Deploy Your Applications With Watchtower

By hernil

Automated deploys, continous integration and continous deployments are neat but can often be somewhat complex to set up just right. That overhead might be a bit much - especially in a homelab environment.

So why not simplify the process and KISS? Let’s explain some background, or jump straight down to the answer!

Watchtower 101

Watchtower describes itself as:

A container-based solution for automating Docker container base image updates.

and is often already deployed in a homelab environment to help keep services up to date. Either automatically or by monitoring and notifying. A typical docker-compose config might look like this:

version: '3'

services:
   watchtower:
    image: containrrr/watchtower
    container_name: watchtower
    restart: always
    volumes:
      - /var/run/docker.sock:/var/run/docker.sock
      - /etc/timezone:/etc/timezone:ro
    command: --schedule "0 0 6 * * *"
    environment:
      - WATCHTOWER_CLEANUP=true
      - WATCHTOWER_LABEL_ENABLE=true
      - WATCHTOWER_INCLUDE_RESTARTING=true
    labels:
      - com.centurylinklabs.watchtower.enable=true

On you various services you can add the following label and voila - your service should be automatically updated once a day at 6.

- com.centurylinklabs.watchtower.enable=true

There’s a bit more to it than that, but not much. Check out the complete docs. Watchtower is actually pretty dumb. But dumb often means simple and simple means easy.

Okay, but what about my own applications?

Running your own applications in a homelab environment is not really a must. You can easily just benefit from the amazing world of open source services out there. But say you have some custom tweaks, or simply a personal blog you want to host? If the rest of your homelab is docker based then it might be a good idea to stay in familiar territory. But you might not want to have to deploy you toy project to Dockerhub or whatever public repository. And integrating with a private one somewhere might get complex pretty quick.
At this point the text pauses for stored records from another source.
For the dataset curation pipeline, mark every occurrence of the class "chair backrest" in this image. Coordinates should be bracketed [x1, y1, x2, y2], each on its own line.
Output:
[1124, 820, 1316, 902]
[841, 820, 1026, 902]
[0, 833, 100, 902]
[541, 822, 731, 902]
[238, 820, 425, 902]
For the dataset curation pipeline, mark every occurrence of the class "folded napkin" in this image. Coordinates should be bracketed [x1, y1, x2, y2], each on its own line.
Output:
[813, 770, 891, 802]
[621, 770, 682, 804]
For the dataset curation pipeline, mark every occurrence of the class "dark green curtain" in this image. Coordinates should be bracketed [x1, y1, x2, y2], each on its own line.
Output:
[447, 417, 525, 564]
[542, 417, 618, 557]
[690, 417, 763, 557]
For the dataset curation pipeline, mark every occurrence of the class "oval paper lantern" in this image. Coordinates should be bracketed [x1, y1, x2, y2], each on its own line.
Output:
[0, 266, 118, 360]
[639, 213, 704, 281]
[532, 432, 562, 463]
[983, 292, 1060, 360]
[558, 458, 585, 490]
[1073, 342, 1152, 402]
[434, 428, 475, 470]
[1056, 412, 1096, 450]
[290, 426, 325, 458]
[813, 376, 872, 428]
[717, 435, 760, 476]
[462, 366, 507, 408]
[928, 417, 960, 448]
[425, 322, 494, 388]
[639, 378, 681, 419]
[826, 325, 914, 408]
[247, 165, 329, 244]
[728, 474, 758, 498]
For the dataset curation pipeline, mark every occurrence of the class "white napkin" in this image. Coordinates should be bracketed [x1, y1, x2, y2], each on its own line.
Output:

The secret sauce: Locally hosted Docker registry

Running a local Docker registry on your homelab server allows you to publish your docker images there and use that to spin up your personal applications or projects.

version: "3"
networks:
  web:
    external: true
services:
  registry:
    image: registry:2
    container_name: registry
    hostname: registry.example.com
    ports:
      - 5000:5000
    environment:
      - REGISTRY_STORAGE_FILESYSTEM_ROOTDIRECTORY=/data
      - REGISTRY_HTTP_RELATIVEURLS=true
      - REGISTRY_STORAGE_DELETE_ENABLED=true
    restart: unless-stopped
    volumes:
      - /mnt/tank/docker/registry/data:/data
    labels:
      - traefik.http.routers.registry.rule=Host(`registry.example.com`)
      - traefik.http.routers.registry.tls=true
      - traefik.http.routers.registry.tls.certresolver=lets-encrypt
      - traefik.http.routers.registry.middlewares=lan-only@file,simpleAuth@file
      - traefik.port=5000
      - com.centurylinklabs.watchtower.enable=true
    networks:
      - web

in your traefik.toml you need a middleware defined like so

[http.middlewares.simpleAuth.basicAuth]
  users = [
    "myUsername:$djsaklfjdisofowjoemwmfewøjoøadhAPPVen0kG",
  ]

Look at the docs for the specifics.

The volume we define is where we want the image data the registry handles to be stored.

Then there’s a few docker labels that relate to Traefik to expose the registry with a valid TLS certificate and http basic auth (which is required - you cannot host a publically available registry outside localhost without https as far as I have found). In other words you need Traefik running, and a domain to your name. Otherwise you could still only refer to the registry by IP but that gets a bit tedious. Note that we, in addition to protecting the registry behind auth, also use a lan-only middleware so the service is not exposed by traefik outside our lan. See this post for more info.

Two Towers

Assuming you got you registry up and running - and maybe you already have Watchtower running to update your generic homelab services you might now be running into the question of what schedule to run this whole thing on. Daily update checks is not much of a deploy strategy. On the flip side constantly pestering docker hub with requests might hit some sort of rate limit. Another quirk is that if you have set up some services to only notify - not auto update - on new images, Watchtower has no concept of state so it’ll just keep notifying you that an update is available every five minutes or whatever you have defined.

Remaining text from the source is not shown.